Our customer lives in a remote rural location near Warlingham, in Surrey, UK.



They asked us to provide a proposal to update their old Grant boiler. Interestingly, it had rotted through a few years previously, and their heating technician had located a comparatively healthy heat secondhand heat exchanger in Cornwall, which he had successfully fitted.


The ladder type steel radiators suffered from perpetual air and some had stopped working, others had lost the upper sections and were partially cold, something which venting could not cure.
I was intrigued because although the system was fitted with a header tank, there was also a large expansion vessel which had been fitted a couple of years ago, that was full of water. Normally you would expect it to be half full of air or nitrogen. All in all the system seemed in poor shape.
Further investigation showed that the heating pipes were an early form of pushfit plastic, manufactured by a company called Bartol and sold as Acorn. Such pipe was treated in the 1970s as a new dawn, because the heating industry would no longer have a reliance on copper – which had been subject to shortages in the period – and of course, the plastic would not support corrosion.
Sadly it was not a great success, because later on it was discovered that single wall Polybutylene pipe can allow oxygen to permeate inwards through the outer wall of the pipe. This meant that, ironically, corrosion was far greater than with conventional metal pipes – many maintenance providers subsequently cancelled domestic repair contracts where they found this pipe had been used in heating installations.
In time, improved ‘barrier’ plastic pipes were launched where an oxygen proof material was inserted between two layers of polybutylelene. These are the pipes commonly used today, and oxygen ingress is eliminated. The successor to the Bartol system is Hepworth’s Hep20, they bought the old firm out.
In consequence our customer’s system was severely rusted up and clogged. Two Powerflushes with a Magnacleanse magnet were required, and even the radiator valves were clogged up. Some radiators had to be removed and hosed out in the garden, and their valves bypassed with tube just to get them unblocked. We were causing issues by moving the rust around the system.
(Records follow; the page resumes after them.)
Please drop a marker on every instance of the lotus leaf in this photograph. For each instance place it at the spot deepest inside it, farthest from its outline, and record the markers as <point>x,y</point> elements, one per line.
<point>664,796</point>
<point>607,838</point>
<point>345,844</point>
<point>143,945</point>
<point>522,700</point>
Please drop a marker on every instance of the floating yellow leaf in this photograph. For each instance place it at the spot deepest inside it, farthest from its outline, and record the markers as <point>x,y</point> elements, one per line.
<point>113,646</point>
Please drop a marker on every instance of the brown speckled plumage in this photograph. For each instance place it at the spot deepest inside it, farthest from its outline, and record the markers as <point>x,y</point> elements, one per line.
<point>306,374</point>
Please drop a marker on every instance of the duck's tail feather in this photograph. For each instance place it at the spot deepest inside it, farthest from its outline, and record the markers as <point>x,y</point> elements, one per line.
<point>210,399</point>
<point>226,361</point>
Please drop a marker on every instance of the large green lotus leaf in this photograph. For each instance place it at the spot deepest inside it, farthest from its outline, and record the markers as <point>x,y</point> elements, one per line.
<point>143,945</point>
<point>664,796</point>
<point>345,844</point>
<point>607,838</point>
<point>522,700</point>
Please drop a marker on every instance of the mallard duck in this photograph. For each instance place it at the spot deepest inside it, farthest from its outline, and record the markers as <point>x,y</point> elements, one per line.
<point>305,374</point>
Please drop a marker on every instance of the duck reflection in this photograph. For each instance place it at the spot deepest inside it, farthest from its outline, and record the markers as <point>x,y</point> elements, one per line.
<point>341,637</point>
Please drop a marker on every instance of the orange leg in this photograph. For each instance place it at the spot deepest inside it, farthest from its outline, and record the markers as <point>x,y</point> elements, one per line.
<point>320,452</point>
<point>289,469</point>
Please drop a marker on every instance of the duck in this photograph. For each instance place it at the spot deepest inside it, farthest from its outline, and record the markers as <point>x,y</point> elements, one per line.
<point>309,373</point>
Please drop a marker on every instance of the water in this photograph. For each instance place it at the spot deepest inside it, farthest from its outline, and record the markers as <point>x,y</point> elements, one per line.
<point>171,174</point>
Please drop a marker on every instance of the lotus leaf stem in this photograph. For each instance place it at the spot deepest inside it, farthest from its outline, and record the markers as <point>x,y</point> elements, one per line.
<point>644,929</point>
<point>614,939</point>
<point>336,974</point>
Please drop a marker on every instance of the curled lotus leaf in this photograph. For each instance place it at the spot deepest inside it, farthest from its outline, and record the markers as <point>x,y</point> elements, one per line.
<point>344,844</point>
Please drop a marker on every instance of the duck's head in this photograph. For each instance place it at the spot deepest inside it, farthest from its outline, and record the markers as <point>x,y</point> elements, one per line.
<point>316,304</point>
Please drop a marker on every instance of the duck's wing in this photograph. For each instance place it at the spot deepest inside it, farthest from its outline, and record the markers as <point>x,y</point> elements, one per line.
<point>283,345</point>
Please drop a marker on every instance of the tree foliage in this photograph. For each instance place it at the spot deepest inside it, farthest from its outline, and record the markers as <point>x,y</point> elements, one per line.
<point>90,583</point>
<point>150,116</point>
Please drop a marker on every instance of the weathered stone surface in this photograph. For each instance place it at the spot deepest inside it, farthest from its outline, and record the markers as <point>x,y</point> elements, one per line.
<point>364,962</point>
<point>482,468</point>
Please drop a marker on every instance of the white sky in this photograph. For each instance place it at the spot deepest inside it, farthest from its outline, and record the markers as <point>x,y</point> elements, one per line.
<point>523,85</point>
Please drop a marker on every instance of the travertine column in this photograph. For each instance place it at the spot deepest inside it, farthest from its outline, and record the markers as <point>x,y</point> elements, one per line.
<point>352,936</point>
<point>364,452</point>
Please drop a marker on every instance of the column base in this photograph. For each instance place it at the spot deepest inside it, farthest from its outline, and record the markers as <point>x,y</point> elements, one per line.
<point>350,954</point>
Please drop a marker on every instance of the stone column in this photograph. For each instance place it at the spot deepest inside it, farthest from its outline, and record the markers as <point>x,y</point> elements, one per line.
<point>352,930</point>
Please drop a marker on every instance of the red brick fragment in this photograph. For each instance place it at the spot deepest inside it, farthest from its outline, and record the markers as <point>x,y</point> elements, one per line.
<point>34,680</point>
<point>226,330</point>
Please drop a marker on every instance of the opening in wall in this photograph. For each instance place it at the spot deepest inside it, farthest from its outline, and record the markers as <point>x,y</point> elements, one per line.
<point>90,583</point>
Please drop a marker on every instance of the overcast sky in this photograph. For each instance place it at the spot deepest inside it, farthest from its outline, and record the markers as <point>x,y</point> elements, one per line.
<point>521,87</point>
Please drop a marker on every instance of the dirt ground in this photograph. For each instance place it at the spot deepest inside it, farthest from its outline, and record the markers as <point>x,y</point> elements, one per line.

A Worcester-Bosch Danesmoor oil boiler was used; Worcester are familiar with non-barrier plastic tube and use of this invalidates their boiler warranty. So we added a plate heat exchanger to hydraulically separate the radiators from the boiler system.

We pressurized the Acorn system to 1.0 bar in an effort to help prevent oxygen ingress, and added a magnetic filter to the circuit. Filters were also added to the plate exchanger to help prevent this from getting blocked up.
This allowed the boiler to be completely unaffected by future rusting of the radiators. Replacing the pipes will not be easy as they are buried within the screed and if the system continues to give problems, we will probably suggest using copper finned radiators, such as those made by Jaga.




The next thing we were asked to look at was the water supply. The local area has a very poor water supply, and we measured around 9 litres per minute, and a static pressure of under 1.0bar.
We recommended a Mainsboost pumped accumulator, to lift the water flow rate, and pressure to 3.0Bar (flow rate is dependent on pipework and taps inside the property).

This was partnered with our favourite Fabdec 3S Excelsior unvented cylinder, with uses a patented air injection system to make it virtually maintenance free.

The water system performance was completely transformed with the accumulator and unvented system; our customer can no longer fill the bath while making, and drinking, a cup of tea. If fact they”d be lucky to get the kettle filled up before the bath overflows.



Finally, the ‘piece de resistance’; the system was equipped with Honeywell’s Evohome heating zoning system. This product, first launched in 1996 on an unexpecting and unappreciative World, is simply superb. In 2019 it is still the best heating zoning system money can buy, and in this case, was supplied and installed at a 5% VAT rate. What is there not to like?